Legal Clinic Inspires Guide Authored by Dr. Jeanie Austin of the San Francisco Public Library
In August 2019, Bay Area Legal Aid, in partnership with the San Francisco Public Library, organized the first Name and Gender Marker Legal Clinic ever held on the Library’s premises. The clinic helped transgender members of our community with the paperwork necessary to change legal documents to reflect their name and gender, and also offered assistance with obtaining court orders for name and gender changes.
Inspired by the clinic’s success, Dr. Jeanie Austin, a librarian with the San Francisco Public Library, recently created a guide (Name and Gender Marker Legal Clinics at the Public Library: A Better Practices Guide) to help other librarians to replicate our model, in partnership with legal services organizations. Thank you to Dr. Austin for helping to build a movement toward collaboration between legal services organizations and public institutions. There is so much room for partnership between the two to serve our communities, and we are grateful to have played a part in inspiring this excellent handbook.

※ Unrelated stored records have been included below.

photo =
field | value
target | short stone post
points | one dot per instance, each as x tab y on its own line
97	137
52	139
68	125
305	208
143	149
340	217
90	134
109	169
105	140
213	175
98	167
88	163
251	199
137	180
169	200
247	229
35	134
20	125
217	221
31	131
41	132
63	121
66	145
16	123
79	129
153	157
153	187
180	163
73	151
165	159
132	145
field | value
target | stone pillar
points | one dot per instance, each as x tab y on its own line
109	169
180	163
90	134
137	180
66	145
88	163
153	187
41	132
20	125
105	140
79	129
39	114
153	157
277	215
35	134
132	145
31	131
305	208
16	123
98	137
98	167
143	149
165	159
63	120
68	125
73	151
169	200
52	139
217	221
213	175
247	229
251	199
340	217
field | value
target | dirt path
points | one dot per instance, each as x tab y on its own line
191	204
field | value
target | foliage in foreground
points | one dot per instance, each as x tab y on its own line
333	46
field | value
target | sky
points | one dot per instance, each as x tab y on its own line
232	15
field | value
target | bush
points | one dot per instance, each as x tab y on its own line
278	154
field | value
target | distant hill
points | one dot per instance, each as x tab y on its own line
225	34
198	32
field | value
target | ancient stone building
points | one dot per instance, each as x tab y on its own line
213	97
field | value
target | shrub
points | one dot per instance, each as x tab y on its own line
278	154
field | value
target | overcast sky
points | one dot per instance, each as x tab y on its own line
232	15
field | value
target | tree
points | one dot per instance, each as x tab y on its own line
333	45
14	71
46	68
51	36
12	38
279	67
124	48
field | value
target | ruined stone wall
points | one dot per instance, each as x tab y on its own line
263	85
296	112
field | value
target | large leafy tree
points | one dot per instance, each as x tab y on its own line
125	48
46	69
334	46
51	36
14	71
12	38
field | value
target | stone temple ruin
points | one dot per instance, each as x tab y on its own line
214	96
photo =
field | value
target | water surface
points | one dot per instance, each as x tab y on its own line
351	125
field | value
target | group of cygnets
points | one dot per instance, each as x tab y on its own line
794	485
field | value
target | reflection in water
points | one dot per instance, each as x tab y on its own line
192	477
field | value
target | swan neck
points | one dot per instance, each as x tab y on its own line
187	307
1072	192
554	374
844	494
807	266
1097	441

As Dr. Austin makes clear, if a public library adequately serves transgender patrons through its environment and everyday functions, hosting a name and gender change clinic can be a way of further communicating the library’s inclusive space: “Hosting a name and gender marker legal clinic at the public library, or at on off-site location with public library support, communicates to transgender patrons that the library is a place where they will be recognized and respected. This type of program conveys to patrons that the library is actively available as a resource to all members of the community.”